慕容令
慕容 令(ぼよう れい、? - 369年)は、五胡十六国時代の慕容垂(後燕の初代皇帝)の前燕時代の嫡子。『晋書』では慕容全と作る。『十六国春秋』に伝が立てられている。また、司馬光の『資治通鑑考異』によれば『燕書』には「献荘紀」(献荘は慕容令の諡号)が立てられたという[1]。
生涯
編集慕容令は慕容垂と先段氏の長男である[2]。建熙10年(369年)、前燕の呉王慕容垂は、東晋の桓温の北伐への抗戦に功があったため、猜疑心の強い太傅の慕容評から忌み嫌われていた[3]。慕容垂は内心憂えているのを子には告げていなかったが、これを察した慕容令は密かにそれを指摘した[3]。慕容垂はこれを聞いて慕容令に解決策を聞くと、慕容令は龍城から亡命して、幼帝の慕容暐が成長して慕容垂を迎え入れるのを待つべきだと言った。慕容垂はこれを聞くと喜んで鄴を出て龍城へ向かおうとした。しかし、東方で独立する計画は漏れて追手に追われた[2]。慕容令は慕容垂に四方から英傑を集めていた前秦に亡命することを勧めた。慕容垂は子らを連れて前秦に身を寄せた[2]。

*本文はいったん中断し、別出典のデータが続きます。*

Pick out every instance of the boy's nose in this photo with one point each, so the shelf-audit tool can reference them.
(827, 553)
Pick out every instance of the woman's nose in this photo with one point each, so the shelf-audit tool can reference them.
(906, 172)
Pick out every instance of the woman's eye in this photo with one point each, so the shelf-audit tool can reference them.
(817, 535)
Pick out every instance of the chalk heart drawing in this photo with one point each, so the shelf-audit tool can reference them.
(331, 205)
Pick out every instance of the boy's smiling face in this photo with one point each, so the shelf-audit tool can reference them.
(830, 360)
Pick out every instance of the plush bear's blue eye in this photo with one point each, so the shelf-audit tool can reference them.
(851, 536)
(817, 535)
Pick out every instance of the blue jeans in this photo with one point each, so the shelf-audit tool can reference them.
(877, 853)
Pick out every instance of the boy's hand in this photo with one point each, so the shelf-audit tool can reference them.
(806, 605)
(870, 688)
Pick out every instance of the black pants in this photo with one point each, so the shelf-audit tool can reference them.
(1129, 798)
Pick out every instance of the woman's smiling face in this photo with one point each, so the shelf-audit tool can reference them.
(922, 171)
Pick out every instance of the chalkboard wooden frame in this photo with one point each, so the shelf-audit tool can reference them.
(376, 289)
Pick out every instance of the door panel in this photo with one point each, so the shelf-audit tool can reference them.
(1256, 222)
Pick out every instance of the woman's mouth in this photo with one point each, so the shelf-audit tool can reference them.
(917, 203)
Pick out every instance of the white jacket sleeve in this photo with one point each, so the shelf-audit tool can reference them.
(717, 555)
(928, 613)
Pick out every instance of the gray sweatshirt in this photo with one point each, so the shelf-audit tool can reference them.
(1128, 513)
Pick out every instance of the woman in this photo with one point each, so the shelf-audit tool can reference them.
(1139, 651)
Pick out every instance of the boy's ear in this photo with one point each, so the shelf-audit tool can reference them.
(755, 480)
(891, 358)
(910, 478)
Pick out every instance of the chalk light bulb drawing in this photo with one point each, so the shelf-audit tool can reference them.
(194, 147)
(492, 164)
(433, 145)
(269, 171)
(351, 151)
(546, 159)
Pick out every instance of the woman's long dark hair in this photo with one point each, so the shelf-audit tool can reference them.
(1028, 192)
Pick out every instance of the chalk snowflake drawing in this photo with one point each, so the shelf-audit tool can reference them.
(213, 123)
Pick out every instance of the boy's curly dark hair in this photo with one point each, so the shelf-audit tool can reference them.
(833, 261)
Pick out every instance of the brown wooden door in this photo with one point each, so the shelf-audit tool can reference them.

前秦の皇帝の苻堅は慕容垂を冠軍将軍とし[3]、また慕容令らの才を愛して礼遇した。王猛は洛陽を伐つとき、慕容令に参軍として道案内をさせた。苻堅は従わなかったが、王猛は度々慕容垂一家を排除することを勧めていた[2]。王猛は人を使って慕容垂の言葉と偽って、慕容垂は東に帰還するから慕容令も計を使って帰還しろ、と伝えさせた。慕容令はその真偽を疑って一日中躊躇した後、遂に旧騎を率いて石門にいた前燕の楽安王慕容臧の下へ出奔した。慕容暐は慕容令が叛いておきながら帰還してきたことと、父の慕容垂が前秦に厚遇されていることから、反間を疑って龍城の東北六百里にある沙城へ移した。慕容令は死を逃れられないと知り、沙城での挙兵を謀った。沙城周辺の守備士を数千人を皆厚撫して、牙門の孟嬀を殺した。城大の渉圭を慕容令は信じて左右においた[2]。
遂に守兵らで東方の威徳城を襲撃すると、城郎の慕容倉を殺してその城に拠り、官を署して人を遣わして東西の守兵を招くと、皆応じた。鎮東将軍・渤海王慕容亮が龍城に鎮していたのを慕容令は襲ったが、慕容令の弟の慕容麟が慕容亮に密告したため、慕容亮は城門を閉じた。渉圭が侍直したときに慕容令を攻撃すると、慕容令は単馬で逃走して味方は皆潰走した。渉圭は慕容令を追撃して、薛黎沢で捕えて殺した。渉圭は龍城で慕容亮に報告した。すると、慕容亮は渉圭を誅殺して慕容令の屍を葬った[2]。
脚注
編集- ^ 『資治通鑑考異』巻5:「今按《献荘紀》云…故従《燕書》。」
- ^ a b c d e f 『十六国春秋』巻50「後燕録8」
- ^ a b c 『晋書』巻123「慕容垂載記」
- ^ a b 『晋書』巻124「慕容盛載記」
- 『晋書』巻108~111、巻123~128に基づく。